Today is the one year anniversary for my blog! I originally started this blog to share writing tips and the like, and although I haven’t done real well with sticking to that, I decided to do it today to celebrate the anniversary of this blog. So here are some things that I wish I had known when I started seriously writing at the age of thirteen, that I know now.
1. Being a writer, does NOT mean that you have to be weird! As a young writer, I loved the idea that I was weird because I liked to write. I loved getting strange looks from people because I would talk out loud to my characters and because I talked about weird things. Now, I realize that being a writer is no different than being a builder, or a musician, or a grocery store worker. It’s what I do. I enjoy my work and there’s nothing weird about that. Some people talk about cars, or music, or art. I talk about writing. I don’t have to be weird to be a writer. Like all jobs, it has it's different sides, (like you see in my 'You Know You're a Writer' post,) but that doesn't mean it's weird.
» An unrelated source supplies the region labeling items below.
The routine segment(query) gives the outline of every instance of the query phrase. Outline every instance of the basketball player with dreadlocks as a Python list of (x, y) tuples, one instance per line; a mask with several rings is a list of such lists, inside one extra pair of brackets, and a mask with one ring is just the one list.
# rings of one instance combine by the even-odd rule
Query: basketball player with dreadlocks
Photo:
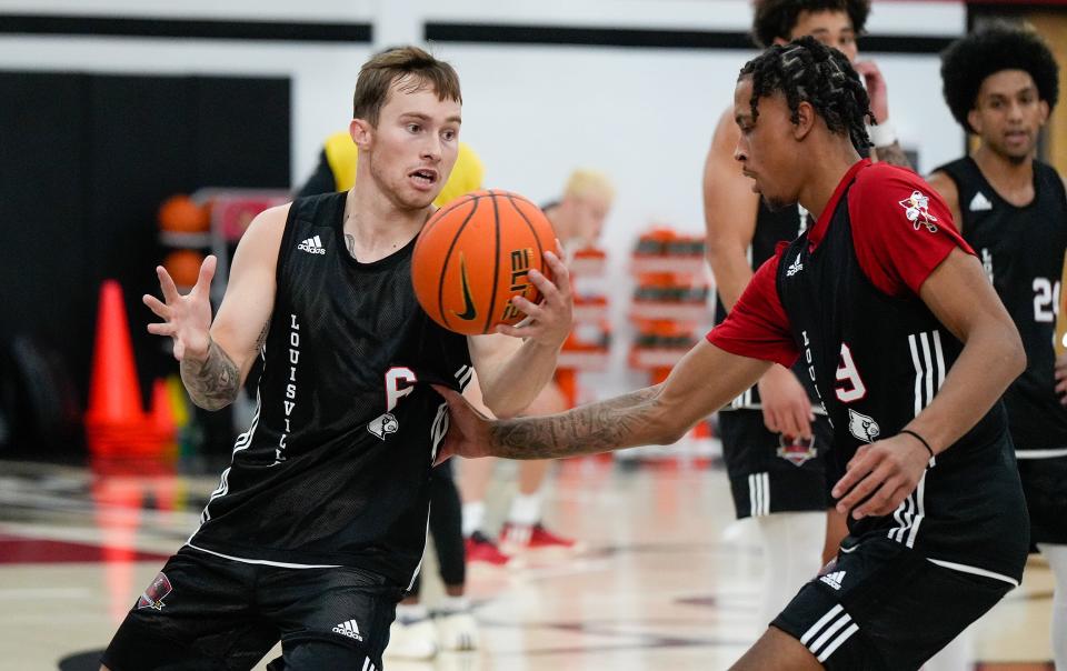
[[(878, 122), (868, 129), (878, 134), (872, 156), (907, 166), (888, 119), (885, 79), (872, 61), (858, 58), (856, 39), (869, 12), (869, 0), (757, 0), (751, 36), (766, 48), (810, 34), (844, 53), (865, 78)], [(730, 108), (719, 119), (704, 172), (716, 323), (726, 319), (775, 247), (809, 223), (799, 207), (771, 210), (752, 193), (751, 180), (734, 160), (739, 134)], [(825, 455), (832, 432), (804, 370), (780, 365), (719, 412), (719, 430), (737, 518), (755, 520), (762, 543), (767, 570), (758, 617), (764, 625), (832, 557), (844, 535), (844, 520), (827, 515)]]
[(1028, 520), (999, 399), (1023, 344), (944, 201), (914, 172), (860, 158), (869, 102), (839, 51), (810, 37), (771, 47), (741, 69), (734, 112), (754, 189), (816, 223), (661, 384), (496, 422), (442, 390), (446, 453), (670, 443), (771, 363), (802, 361), (834, 424), (831, 493), (849, 534), (734, 668), (918, 669), (1021, 577)]
[(1026, 348), (1026, 372), (1004, 402), (1030, 541), (1058, 583), (1053, 649), (1056, 668), (1067, 669), (1067, 360), (1057, 367), (1053, 348), (1067, 190), (1056, 169), (1035, 158), (1038, 132), (1059, 94), (1058, 71), (1045, 42), (1023, 28), (994, 24), (949, 47), (941, 62), (945, 100), (981, 142), (970, 156), (938, 168), (930, 184), (980, 253)]

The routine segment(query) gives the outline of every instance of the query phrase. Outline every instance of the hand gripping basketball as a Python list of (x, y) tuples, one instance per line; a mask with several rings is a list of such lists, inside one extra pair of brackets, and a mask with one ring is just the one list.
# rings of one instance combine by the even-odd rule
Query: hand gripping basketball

2. It’s okay to let people read what you write! Do you remember my blog post about my notebooks? I was TERRIFIED that someone would see what I had written! Now, although I still get nervous when people read what I write, I’ve learned that it’s not the end of the world. It’s actually VERY helpful getting people’s feedback. If you have people in your life willing to read your writings, be thankful for that! Not everyone has that.
3. Criticism is a GOOD thing! To be honest, I still don’t like people tearing my writings apart, but I’ve learned that it doesn’t mean they hate me. When someone takes the time to give you honest feedback, don’t get mad at them and think they’re being mean. It takes honesty to give an honest opinion, and if someone will honestly critique your writings, you’re VERY blessed.
4. Your family is always right. If you’ve ever written something, and then your whole family told you that this one part of it was unrealistic, then they’re probably right. Even if it’s your favorite part. When I started writing and my family gave me feedback, I thought they were wrong. But the more I write, the more I realize that if they think something isn’t written right, then any other reader I may get, will probably think the same thing. It hurts sometimes, changing a scene that I really like, but I’ve never regretted any of the changes my family’s told me to make, no matter how grievous it seemed at the time.
5. Prayer is REALLY important while writing. When I started writing, I didn’t pray much about what I was writing, now, my motto has become, ‘Write Hard, but Pray Harder’. If we’re not praying about our writings, we’re not as likely to learn from them, and trust me; I’ve learned some HUGE lessons while writing.
6. It’s okay to write things that you know you’re going to have to change. For example, when I started writing, there were days when I wouldn’t get anything written because I HAD to find the perfect name for a character. Now, I’ll just tag the first name that comes to mind onto the character and keep going. Then when I’m done, I’ll often go back and change it, or sometimes, I find that the name has grown on me and it’s actually perfect for the character.
7. There are more important things than writing. If you’re an avid writer you’re probably glaring at me right now, but seriously, writing isn’t everything. It’s more important to have a good relationship with your family. It’s more important to do your chores, and it’s WAY more important to do your devotions! No matter how much you love writing, it should never get in the way of the direct commands God has given in Scripture. He didn’t command you in the Bible to write an epic fantasy novel, but He did command you to obey your parents.
8. Being an author, is harder than being a writer. When I was thirteen and I was dreaming about being published, I imagined it to be a lot like my current writing life, only then I would have readers. Now I know that, there’s way more to being an author than to being a writer. As an author, you have to have a platform. You have to be willing to be a salesmen, and you have to be willing to leave your precious writings to interact with others. Marketing, advertising, getting your name out there, it’s hard, it can be expensive, but it’s the reality of being an author. People won’t buy your book just because it’s published.
9. Getting a Biblical message into a book can be the hardest part. I didn’t want to have long sermons typed out in the middle of a kidnapping drama, but I also didn’t want anyone to be able to read it and come away without knowing the message. Now there is NOTHING wrong with pausing a story to teach something, but if you’re trying to intertwine the spiritual lesson into the plot, it can get really hard and complicated. It’s not as easy as it should be, but since it’s the most important part, we shouldn’t expect it to be easy.
10. The first rough draft is just the beginning. I’ll never forget the feeling I got when I finished writing out my first book in a notebook. I was ecstatic! I had written a book! Then I had to type it out and I began changing things. Suddenly, writing the first draft wasn’t such a big deal. By the eighth draft, I wanted to give up, but I learned that as hard as editing is, it’s where a real manuscript is made.
What it looked like when I started writing . . .
What it look's like now.
I hope this was helpful! If you’re looking at this list going, “Wow! I’m not so sure I like writing anymore,” take heart. It’s in the storms that God walks on water. God makes beauty from ashes, When we’re weak, then HE is shown to be strong!